Cara Delevingne details Harvey Weinstein's attempt to force her to kiss woman in his hotel room

Cara Delevingne has come forward to accuse Harvey Weinstein of attempting to coerce a sexual encounter between her and another woman in his hotel room.

The model-turned-actress, 25, had just begun her acting career when she was first contacted by Weinstein, she told reporter Yashar Ali.

"I received a call from Harvey Weinstein asking if I had slept with any of the women I was seen out with in the media," Delevingne, who is bisexual, recounted. After he delivered some unsolicited advice -- that she would never make it as an actress in Hollywood if she were openly gay -- the phone call ended.
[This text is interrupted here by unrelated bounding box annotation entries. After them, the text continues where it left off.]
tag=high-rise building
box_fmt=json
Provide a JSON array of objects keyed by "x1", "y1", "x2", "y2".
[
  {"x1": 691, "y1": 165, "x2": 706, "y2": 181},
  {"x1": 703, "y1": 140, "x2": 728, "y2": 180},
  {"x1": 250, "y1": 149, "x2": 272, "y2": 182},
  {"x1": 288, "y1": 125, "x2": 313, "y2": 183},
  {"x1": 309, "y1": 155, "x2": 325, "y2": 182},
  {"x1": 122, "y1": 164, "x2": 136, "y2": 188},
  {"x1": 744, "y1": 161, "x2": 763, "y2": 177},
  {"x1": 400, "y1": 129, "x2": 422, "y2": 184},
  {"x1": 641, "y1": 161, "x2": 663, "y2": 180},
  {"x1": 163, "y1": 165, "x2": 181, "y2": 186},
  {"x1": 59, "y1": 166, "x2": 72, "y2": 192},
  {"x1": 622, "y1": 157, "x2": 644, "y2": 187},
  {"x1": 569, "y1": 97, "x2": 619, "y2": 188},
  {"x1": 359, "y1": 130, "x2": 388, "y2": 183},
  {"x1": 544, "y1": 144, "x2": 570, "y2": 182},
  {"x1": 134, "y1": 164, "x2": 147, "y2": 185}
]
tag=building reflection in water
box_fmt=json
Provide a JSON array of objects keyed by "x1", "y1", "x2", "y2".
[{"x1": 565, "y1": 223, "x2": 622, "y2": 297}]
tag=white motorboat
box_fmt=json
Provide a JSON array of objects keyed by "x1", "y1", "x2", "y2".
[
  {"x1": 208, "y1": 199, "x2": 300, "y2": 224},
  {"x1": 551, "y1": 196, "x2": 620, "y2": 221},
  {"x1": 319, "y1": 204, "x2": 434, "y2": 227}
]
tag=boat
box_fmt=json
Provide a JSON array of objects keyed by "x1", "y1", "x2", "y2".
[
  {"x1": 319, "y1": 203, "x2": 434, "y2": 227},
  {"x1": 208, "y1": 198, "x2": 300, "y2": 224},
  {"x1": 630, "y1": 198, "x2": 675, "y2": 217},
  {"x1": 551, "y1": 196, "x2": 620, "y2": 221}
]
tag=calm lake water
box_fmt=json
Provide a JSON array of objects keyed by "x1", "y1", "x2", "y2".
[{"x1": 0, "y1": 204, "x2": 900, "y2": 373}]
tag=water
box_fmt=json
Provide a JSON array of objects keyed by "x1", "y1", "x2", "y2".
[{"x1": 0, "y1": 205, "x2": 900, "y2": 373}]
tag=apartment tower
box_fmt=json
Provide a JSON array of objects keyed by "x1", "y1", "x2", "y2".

A year or two later, the two arranged to meet in a hotel lobby with a film director. After the director left the meeting, Weinstein asked her to "stay and chat."

"As soon as we were alone he began to brag about all the actresses he had slept with and how he made their careers and spoke about other inappropriate things of a sexual nature," Delevingne continued. "He then invited me to his room."

After declining the invitation and asking and assistant if her car was nearby, the assistant told her it wasn't and she should go to his room. She felt, she said, "powerless and scared but didn't want to act that way hoping I was wrong about the situation."

It was once they entered his room that things took a turn. "When I arrived, I was relieved to find another woman in his room and thought immediately I was safe," she recalled. "He asked us to kiss and began some sort of advances upon his direction."

Panicked, Delevingne attempted to reroute the situation by asking Weinstein if he knew she could sing. "I thought it would make the situation better," she said. "More professional, like an audition. I was so nervous. After singing I said again that I had to leave."

Weinstein tried to kiss her on the lips as she exited.

Delevingne believes that the uncomfortable experience was involved in her booking the part they'd originally met to discuss. "Since then I felt awful that I did the movie. I felt I didn't deserve the part," she said. "I was so hesitant about speaking out. I didn't want to hurt his family. I felt guilty as if I did something wrong."

Below is Delevingne's statement in full:

Delevingne's is the latest in an onslaught of allegations about the longtime movie mogul, whose decades of sexual harassment were exposed last week in a New York Times report. Days later, the New Yorker published its own harrowing investigation, which included at least three claims of rape.

Weinstein, according to Wednesday reports, has left the country to begin rehab for "sex addiction" in Europe.